そう考えられてしまう程度の知性がすでに備わってしまっている。
難儀なものだと内心溜息をついた。
もしもこの身が本当に子供だったなら、周りに迷惑をかけながら我儘に生きる事もできただろう。
だけど、中途半端に大人になってしまっている俺にそれは無理で、感情を持て余すくらいしかできる事がない。

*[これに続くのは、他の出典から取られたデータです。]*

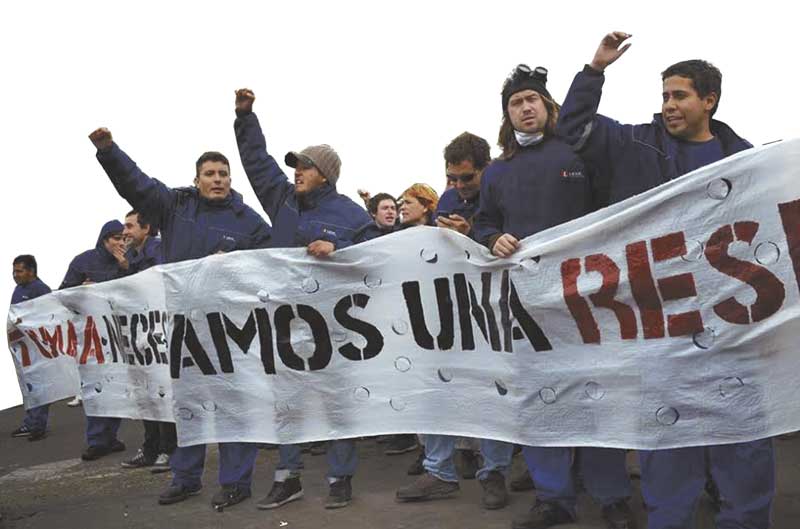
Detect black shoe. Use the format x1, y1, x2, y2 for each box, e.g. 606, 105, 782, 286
383, 434, 419, 456
211, 485, 250, 509
120, 448, 155, 468
81, 446, 111, 461
395, 472, 460, 502
480, 470, 508, 510
511, 500, 575, 529
256, 477, 303, 510
28, 430, 47, 442
325, 476, 353, 509
603, 500, 636, 529
11, 424, 31, 437
456, 450, 481, 479
158, 485, 203, 505
406, 450, 425, 476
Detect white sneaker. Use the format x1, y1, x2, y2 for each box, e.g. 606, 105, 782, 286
150, 454, 169, 474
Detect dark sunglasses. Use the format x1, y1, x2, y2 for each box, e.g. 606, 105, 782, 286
447, 173, 478, 184
508, 64, 547, 81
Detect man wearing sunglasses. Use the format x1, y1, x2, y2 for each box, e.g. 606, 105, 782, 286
436, 132, 491, 235
234, 88, 372, 509
396, 132, 513, 509
473, 64, 635, 529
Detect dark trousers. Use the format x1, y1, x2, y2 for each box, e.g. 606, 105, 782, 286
142, 421, 178, 459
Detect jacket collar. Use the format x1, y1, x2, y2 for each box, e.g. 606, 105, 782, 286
295, 184, 336, 210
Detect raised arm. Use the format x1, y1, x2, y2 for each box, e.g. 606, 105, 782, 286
556, 31, 631, 174
89, 128, 174, 228
233, 88, 294, 222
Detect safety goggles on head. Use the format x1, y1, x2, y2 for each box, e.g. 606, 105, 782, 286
508, 64, 547, 80
447, 173, 478, 184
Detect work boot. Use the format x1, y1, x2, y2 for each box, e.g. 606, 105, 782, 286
256, 477, 303, 510
456, 450, 481, 479
383, 434, 419, 456
511, 500, 575, 529
603, 500, 636, 529
120, 448, 155, 468
509, 467, 536, 492
325, 476, 353, 509
150, 454, 169, 474
158, 485, 203, 505
211, 485, 250, 509
480, 470, 508, 510
395, 472, 459, 501
406, 450, 425, 476
11, 424, 31, 437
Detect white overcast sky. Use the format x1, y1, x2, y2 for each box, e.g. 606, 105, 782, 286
0, 0, 800, 409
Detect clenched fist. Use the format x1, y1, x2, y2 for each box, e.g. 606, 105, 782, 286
89, 127, 114, 151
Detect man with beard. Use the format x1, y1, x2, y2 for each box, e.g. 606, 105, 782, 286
473, 64, 634, 529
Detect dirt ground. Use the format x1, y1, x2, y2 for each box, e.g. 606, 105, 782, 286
0, 402, 800, 529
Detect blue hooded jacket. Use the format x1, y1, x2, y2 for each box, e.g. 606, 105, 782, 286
233, 112, 372, 249
472, 137, 598, 249
11, 277, 51, 305
97, 144, 272, 263
556, 65, 752, 204
58, 220, 125, 289
125, 236, 163, 274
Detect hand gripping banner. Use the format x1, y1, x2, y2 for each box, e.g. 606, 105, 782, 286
9, 140, 800, 449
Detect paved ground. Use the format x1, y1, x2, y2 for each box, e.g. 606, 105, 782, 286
0, 403, 800, 529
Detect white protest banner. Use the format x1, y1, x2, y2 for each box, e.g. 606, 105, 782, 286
6, 140, 800, 448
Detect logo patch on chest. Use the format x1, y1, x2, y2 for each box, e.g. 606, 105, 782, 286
561, 169, 583, 180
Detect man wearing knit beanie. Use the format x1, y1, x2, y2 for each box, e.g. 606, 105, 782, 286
234, 88, 372, 509
472, 64, 635, 529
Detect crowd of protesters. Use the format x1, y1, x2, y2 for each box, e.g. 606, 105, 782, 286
7, 32, 775, 529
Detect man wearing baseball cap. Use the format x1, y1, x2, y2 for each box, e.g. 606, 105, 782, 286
233, 88, 372, 509
472, 64, 635, 529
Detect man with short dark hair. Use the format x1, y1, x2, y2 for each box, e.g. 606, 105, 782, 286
89, 124, 271, 507
436, 132, 492, 235
59, 220, 125, 461
353, 193, 398, 243
472, 64, 634, 529
396, 132, 514, 509
234, 88, 371, 509
11, 255, 50, 441
558, 31, 775, 529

時間がその内この感情を解消してくれる、そう考えてしまう自分自身に反吐が出そうだ。
「リン姉」
『……何かしら?』
「クロ坊の事は俺に任せてくれないか。
見てやれる時間はそう長くないだろうけど、俺が教え終わるまでになんとかしてあいつの目を外に向けさせて見せるから」
それが、拙いながらも師となった俺の役割だろう。
彼女はしばらく俺の目を見つめ、これ見よがしに溜息をついてみせた。
俺に向いているわけではなさそうなので、自分に対してついたのだろう。
『お願いするわ。今の私だとあの子の感情を逆なでしちゃいそうだもの』
「まあ、適度にコミュニケーションは取っといてくれよ?
じゃなきゃひねくれるぜ、俺みたいに」
『それは怖いわね』
互いに冗談だと分かっているので苦笑い。
そのまま通信を終えて俺は大きく嘆息した。
責任重大だな、こりゃ。
誰かの師になるとはそう言う事だ。
首をごきりと鳴らすと、俺は今日のデータを元に訓練メニューを組みなおす為、ゆっくりと自室に向かった。